Here is a simple example of Named Entity Recognition (NER) using the named entity recognition tool in the Natural Language Toolkit (nltk) library in Python:
import nltk
text = "Barack Obama was born in Hawaii. He was the 44th President of the United States."
tokens = nltk.word_tokenize(text)
entities = nltk.ne_chunk(tokens)
print(entities)
When I run this code in my Jupyter Notebook, I get this error.
"IndexError: string index out of range"
Am I missing any installation?

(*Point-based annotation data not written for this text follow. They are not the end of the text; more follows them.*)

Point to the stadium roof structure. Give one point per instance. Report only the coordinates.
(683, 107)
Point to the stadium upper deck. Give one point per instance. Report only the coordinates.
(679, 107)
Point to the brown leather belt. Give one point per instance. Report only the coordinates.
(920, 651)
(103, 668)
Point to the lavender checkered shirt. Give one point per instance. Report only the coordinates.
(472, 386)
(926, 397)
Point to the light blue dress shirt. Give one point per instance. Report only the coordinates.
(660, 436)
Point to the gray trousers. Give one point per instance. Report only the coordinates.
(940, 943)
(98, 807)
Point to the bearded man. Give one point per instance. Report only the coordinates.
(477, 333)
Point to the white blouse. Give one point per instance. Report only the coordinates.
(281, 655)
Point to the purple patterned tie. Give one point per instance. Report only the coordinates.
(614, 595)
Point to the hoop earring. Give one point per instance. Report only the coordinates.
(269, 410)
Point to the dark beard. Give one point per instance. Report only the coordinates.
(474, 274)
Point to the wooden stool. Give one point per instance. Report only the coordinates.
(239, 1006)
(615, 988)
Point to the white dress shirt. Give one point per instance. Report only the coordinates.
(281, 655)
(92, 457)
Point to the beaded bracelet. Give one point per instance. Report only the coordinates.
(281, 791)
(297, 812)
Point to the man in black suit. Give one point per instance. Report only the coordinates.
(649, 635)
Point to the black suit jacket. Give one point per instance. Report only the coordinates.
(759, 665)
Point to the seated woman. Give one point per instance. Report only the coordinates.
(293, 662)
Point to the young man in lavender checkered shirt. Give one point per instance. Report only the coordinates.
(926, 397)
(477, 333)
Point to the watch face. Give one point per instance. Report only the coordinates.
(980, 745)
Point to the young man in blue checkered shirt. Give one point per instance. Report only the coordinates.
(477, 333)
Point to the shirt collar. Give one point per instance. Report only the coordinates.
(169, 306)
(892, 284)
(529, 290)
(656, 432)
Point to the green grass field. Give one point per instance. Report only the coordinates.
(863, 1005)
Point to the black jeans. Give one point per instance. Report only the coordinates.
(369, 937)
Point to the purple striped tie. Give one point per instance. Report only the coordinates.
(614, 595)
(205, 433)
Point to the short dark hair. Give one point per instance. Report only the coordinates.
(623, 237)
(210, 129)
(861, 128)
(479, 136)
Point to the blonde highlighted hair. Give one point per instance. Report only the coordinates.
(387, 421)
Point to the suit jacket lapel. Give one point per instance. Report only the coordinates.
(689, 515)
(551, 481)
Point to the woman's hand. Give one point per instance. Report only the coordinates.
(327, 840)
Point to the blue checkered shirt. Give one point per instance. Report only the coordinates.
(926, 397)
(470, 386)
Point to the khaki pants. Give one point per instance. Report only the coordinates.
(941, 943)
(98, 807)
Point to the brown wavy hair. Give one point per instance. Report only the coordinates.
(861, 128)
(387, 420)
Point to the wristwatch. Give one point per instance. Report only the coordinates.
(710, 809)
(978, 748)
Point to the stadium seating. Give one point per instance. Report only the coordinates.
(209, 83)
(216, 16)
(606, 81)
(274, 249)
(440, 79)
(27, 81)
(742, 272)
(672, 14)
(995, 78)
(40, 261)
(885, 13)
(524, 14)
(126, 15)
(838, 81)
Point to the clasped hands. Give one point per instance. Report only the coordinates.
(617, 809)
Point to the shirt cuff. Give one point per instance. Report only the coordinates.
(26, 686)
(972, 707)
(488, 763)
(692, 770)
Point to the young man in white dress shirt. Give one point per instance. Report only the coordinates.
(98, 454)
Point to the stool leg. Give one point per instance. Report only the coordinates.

Please advise.
Expected output:
(PERSON Barack/NNP Obama/NNP) (GPE Hawaii/NNP) (ORGANIZATION United/NNP States/NNPS)
nltk.ne_chunk
expects its input to be tagged tokens rather than just plain tokens, so I would recommend adding a tagging step between the tokenization and ne chunking via nltk.pos_tag
. ne chunking still would give you every token, chunked by entities if there are any detected. Since you want only the entities, you can check for if there is a tree in a particular chunk. Like the following:
text = "Barack Obama was born in Hawaii. He was the 44th President of the United States."
tokens = nltk.word_tokenize(text)
tagged_tokens = nltk.pos_tag(tokens)
entities = [chunk for chunk in nltk.ne_chunk(tagged_tokens) if isinstance(chunk, nltk.Tree)]
for entity in entities:
print(entity)
Please note that this code doesn't give exactly the output you want. Instead it gives:
(PERSON Barack/NNP)
(PERSON Obama/NNP)
(GPE Hawaii/NNP)
(GPE United/NNP States/NNPS)